Le vendredi 31 janvier le Conseil constitutionnel français a confirmé la légalité d’une interdiction d’exportation des pesticides dont l’utilisation est interdite dans l’UE.

Le Conseil constitutionnel a ainsi rejeté le procès intenté par BAYER, SYNGENTA et d’autres fabricants regroupés au sein de l’association professionnelle UIPP [N.d.E. production de pesticides] contre la loi sur l’agriculture et l’alimentation (Egalim). Les entreprises avaient fait appel parce qu’elles considéraient que la liberté d’entreprendre garantie par la Constitution était limitée par l’interdiction d’exportation qui entrera en vigueur à partir de 2022. Cependant, le Conseil constitutionnel a examiné les droits de liberté d’entreprendre par rapport aux droits à la protection de la santé et à préserver un environnement intact, garantis par la Constitution, puis il a déclaré légal l’application de la loi sur l’agriculture et l’alimentation (Egalim).

Alors que BAYER a immédiatement évoqué les conséquences dévastatrices pour ses affaires en France et a menacé d’émigrer, les experts en droit de l’environnement et les militants ont salué cette décision. L’avocat Sébastien Mabile l’a même qualifiée d’ « historique ».

La Coordination contre les méfaits de Bayer CBG (en allemand Coordination gegen BAYER-Gefahren/CBG), a longtemps critiqué la pratique des doubles standards dans la commercialisation des pesticides et considère que la décision du juge n’est que cohérente. [N.d.E. La CBG rend compte des problèmes et des dangers engendrés par la multinationale de l’industrie chimique et pharmaceutique].

« Il est de pratique courante chez BAYER de revendre des produits avec des toxines à d’autres pays qui ne sont pas encore prêts pour cela [N.d.E. décalage entre le vote des lois et l’application], après une interdiction dans ce pays. Cela montre que les entreprises sont totalement indifférentes à la vie et à la santé des gens. La seule chose qui compte, ce sont les profits. Maintenant, l’Allemagne doit suivre le mouvement ! Ici aussi, il faut clairement interdire aux empoisonneurs de BAYER d’exporter leurs poisons agricoles, qui ne sont plus commercialisables au sein de l’UE, vers l’Afrique, l’Asie, l’Amérique du Nord et du Sud ou ailleurs », a déclaré Marius Stelzmann, directeur général de CBG.
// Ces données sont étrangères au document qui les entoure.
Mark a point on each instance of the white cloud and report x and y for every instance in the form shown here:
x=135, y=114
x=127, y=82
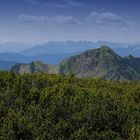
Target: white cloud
x=107, y=18
x=47, y=20
x=59, y=4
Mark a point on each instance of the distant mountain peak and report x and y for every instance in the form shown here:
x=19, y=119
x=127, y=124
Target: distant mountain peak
x=102, y=62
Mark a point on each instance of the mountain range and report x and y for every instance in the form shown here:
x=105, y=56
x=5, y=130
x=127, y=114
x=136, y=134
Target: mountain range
x=54, y=52
x=104, y=63
x=35, y=67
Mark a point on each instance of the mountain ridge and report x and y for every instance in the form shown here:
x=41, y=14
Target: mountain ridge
x=102, y=62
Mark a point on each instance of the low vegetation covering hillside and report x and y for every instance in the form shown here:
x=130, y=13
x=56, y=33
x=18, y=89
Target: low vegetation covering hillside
x=49, y=107
x=35, y=67
x=104, y=63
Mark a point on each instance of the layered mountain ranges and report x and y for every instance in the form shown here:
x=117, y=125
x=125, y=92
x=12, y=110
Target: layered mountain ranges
x=54, y=52
x=102, y=62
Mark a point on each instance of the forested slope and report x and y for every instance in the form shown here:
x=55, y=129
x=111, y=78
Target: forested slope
x=49, y=107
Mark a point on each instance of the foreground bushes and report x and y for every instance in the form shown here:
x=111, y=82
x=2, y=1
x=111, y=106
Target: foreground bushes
x=56, y=107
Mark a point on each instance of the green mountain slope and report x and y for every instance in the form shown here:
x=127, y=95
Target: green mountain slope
x=34, y=67
x=102, y=62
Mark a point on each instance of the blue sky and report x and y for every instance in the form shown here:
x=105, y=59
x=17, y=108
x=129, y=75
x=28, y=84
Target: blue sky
x=40, y=21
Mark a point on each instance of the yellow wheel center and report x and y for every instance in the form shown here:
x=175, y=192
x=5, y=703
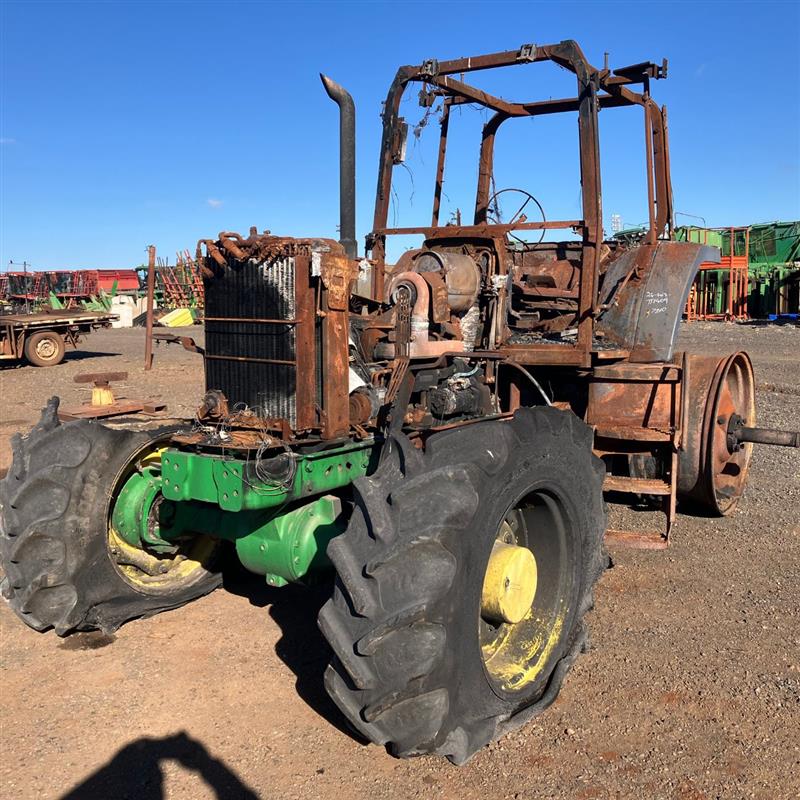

Rien qu’au Brésil, la multinationale, basée à Leverkusen, propose douze substances qui sont interdites dans l’Union européenne en raison de leur potentiel dangereux : carbendazime, cyclanilide, éthiprole, éthoxysulfuron, fenamidone, indaziflam, ioxynil, oxadiazon, propineb, thidiazuron, thiodicarbe et thirame. Pour justifier cette pratique, BAYER explique succinctement : « Il existe différentes conditions sociales, économiques ou même climatiques dans le monde. Par conséquent, les cadres juridiques diffèrent également de temps en temps. »

En fait, le géant de l’agro-alimentaire devrait faire le contraire et distribuer des substances moins dangereuses au lieu de substances plus dangereuses dans les pays du Sud. Le taux d’analphabétisme étant élevé dans ces zones de vente, beaucoup ne peuvent pas lire les avertissements sur les emballages agrochimiques. De plus, de nombreux agriculteurs ne disposent pas de vêtements de protection appropriés. Il n’est donc pas surprenant que la plupart des empoisonnements se produisent dans les pays en voie de développement et émergents.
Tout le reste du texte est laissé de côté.